Commentators often disparagingly compare fiscally challenged governmental entities to private businesses, but of course the reason bonds issued by governments and their agencies are so secure is that they are not private businesses. They have taxing powers and monopolistic controls over their markets that make them nearly impervious to bad management. The aggressive use of Chapter 9 by Jefferson County, Stockton, and Detroit has opened a new chapter in municipal credit. In past fiscal crises, New York, Cleveland, Bridgeport, and many other distressed cities ultimately paid their bondholders in full whether or not they missed a debt service payment. Investors now need to be wary of any city or other subdivision of a state availing itself of the opportunity to "cram down" bondholders in a bankruptcy filing.

However, it is possible to mitigate or eliminate the risk of Chapter 9. For example, states and certain other issuers -- including Puerto Rico and its agencies -- cannot file Chapter 9. Many states preclude their subdivisions from filing Chapter 9. In addition, bond insurance on lower credit quality bonds may protect the investor for at least the next 10 years. Other than Assured Guaranty, most bond insurers are no longer rated by the rating agencies. However, some of these insurers are paying claims and are likely to continue to do so for at least several years. Buying shorter maturities with insurance from some of these entities is a reasonable way to achieve higher yields without risking loss of principal.

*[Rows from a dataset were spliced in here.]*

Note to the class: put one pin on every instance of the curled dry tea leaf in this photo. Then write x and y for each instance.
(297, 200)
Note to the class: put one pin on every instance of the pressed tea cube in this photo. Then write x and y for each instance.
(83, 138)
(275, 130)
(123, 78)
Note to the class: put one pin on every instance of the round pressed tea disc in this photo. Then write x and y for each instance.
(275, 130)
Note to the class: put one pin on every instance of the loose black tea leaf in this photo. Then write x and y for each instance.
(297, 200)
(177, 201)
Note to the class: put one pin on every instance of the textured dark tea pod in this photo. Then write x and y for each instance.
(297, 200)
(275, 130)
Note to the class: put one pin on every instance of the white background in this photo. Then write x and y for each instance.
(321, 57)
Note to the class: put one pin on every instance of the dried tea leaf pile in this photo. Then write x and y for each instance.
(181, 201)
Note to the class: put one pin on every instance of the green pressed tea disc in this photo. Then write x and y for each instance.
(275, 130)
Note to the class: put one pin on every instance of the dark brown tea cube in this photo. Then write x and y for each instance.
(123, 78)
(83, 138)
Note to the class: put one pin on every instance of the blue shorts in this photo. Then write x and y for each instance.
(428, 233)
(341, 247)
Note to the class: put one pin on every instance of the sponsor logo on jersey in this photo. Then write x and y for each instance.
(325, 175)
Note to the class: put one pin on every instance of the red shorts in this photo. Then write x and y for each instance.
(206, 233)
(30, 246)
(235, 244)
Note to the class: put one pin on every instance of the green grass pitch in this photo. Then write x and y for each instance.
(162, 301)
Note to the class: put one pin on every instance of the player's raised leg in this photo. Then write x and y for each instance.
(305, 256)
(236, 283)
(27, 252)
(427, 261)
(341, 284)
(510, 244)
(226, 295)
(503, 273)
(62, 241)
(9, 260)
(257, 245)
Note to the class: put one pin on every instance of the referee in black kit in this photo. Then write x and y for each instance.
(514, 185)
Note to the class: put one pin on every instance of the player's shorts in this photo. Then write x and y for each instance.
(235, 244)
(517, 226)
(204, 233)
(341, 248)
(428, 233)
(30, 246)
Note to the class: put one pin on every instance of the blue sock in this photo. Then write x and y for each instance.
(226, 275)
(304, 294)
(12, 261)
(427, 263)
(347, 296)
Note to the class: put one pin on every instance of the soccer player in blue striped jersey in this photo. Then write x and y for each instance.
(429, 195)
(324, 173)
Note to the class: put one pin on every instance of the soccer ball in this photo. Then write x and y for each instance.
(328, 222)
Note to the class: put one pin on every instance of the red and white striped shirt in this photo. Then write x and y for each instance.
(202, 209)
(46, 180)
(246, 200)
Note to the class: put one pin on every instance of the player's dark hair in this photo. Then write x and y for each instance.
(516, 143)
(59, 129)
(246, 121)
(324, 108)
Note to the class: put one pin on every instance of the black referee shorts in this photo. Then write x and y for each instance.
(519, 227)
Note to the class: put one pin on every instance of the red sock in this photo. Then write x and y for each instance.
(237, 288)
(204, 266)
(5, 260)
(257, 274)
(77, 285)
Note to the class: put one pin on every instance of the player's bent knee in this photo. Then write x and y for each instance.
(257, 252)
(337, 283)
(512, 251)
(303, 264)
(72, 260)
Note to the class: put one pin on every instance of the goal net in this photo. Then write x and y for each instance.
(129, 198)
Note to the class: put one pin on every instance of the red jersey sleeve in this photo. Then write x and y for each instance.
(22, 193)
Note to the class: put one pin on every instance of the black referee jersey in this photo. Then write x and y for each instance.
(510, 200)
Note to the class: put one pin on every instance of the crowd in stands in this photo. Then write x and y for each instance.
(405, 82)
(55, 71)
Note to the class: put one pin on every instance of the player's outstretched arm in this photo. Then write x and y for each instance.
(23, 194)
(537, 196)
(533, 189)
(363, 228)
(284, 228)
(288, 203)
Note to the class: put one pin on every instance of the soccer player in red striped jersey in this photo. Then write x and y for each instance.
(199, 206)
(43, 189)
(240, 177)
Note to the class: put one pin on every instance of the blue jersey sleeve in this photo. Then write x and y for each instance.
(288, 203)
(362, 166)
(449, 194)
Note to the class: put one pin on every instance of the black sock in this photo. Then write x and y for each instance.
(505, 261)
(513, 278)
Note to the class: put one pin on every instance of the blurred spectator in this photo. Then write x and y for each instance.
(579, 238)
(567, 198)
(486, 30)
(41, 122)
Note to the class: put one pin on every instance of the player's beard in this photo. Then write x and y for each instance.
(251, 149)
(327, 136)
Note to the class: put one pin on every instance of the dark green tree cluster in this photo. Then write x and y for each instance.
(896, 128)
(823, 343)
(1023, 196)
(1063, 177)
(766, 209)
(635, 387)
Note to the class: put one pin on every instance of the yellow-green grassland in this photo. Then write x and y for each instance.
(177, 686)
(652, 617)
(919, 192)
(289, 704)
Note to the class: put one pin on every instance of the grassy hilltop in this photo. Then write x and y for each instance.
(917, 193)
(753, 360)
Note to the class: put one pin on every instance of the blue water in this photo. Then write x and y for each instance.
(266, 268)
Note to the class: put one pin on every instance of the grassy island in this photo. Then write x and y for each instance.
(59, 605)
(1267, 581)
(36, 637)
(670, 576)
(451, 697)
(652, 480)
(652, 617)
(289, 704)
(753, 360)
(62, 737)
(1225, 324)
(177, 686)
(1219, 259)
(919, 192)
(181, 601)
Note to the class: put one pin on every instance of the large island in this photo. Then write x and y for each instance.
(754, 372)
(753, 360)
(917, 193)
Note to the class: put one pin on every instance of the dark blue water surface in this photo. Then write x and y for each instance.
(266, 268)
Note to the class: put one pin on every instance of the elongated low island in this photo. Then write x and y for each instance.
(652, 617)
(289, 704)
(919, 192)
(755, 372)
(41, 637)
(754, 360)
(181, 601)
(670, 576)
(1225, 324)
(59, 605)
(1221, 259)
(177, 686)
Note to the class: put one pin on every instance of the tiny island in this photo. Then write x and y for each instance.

Another interesting category of bonds investors may want to consider is debt issued by non-profit hospitals. High levels of bad debt expense, resulting from treatment of uninsured patients, have plagued hospital finances for many years and have been a major drag on hospital credits. Quite often, these entities are otherwise reasonably strong credits with monopolistic characteristics in their service areas. The individual insurance mandate in the Affordable Care Act should reduce bad debt expense for many hospitals as more patients have insurance. This recovery will not be immediate, but a measurable improvement over a two- to three-year period in the financial condition of many of these institutions seems likely. In the meantime, it is possible to buy tax-exempt hospital bonds with yields ranging from 5% to 9%.

We are in the last stages of a 33-year bull run in long-term bonds. However, this stage may last longer than many anticipate. Investors should be careful not to write off all fixed-income yields as too low before investigating the available alternatives to U.S. Treasuries. Compared to a long-term average pre-tax return for equities of something like 8%, highly predictable after-tax returns ranging from 5% to 8% with return of principal on a date that's certain can represent attractive alternatives, especially as equities approach full valuation.

Disclosure: I have no positions in any stocks mentioned, and no plans to initiate any positions within the next 72 hours. I own bonds issued by the City of Detroit, the Commonwealth of Puerto Rico and several of its agencies and various hospitals. I wrote this article myself, and it expresses my own opinions. I am not receiving compensation for it (other than from Seeking Alpha). I have no business relationship with any company whose stock is mentioned in this article.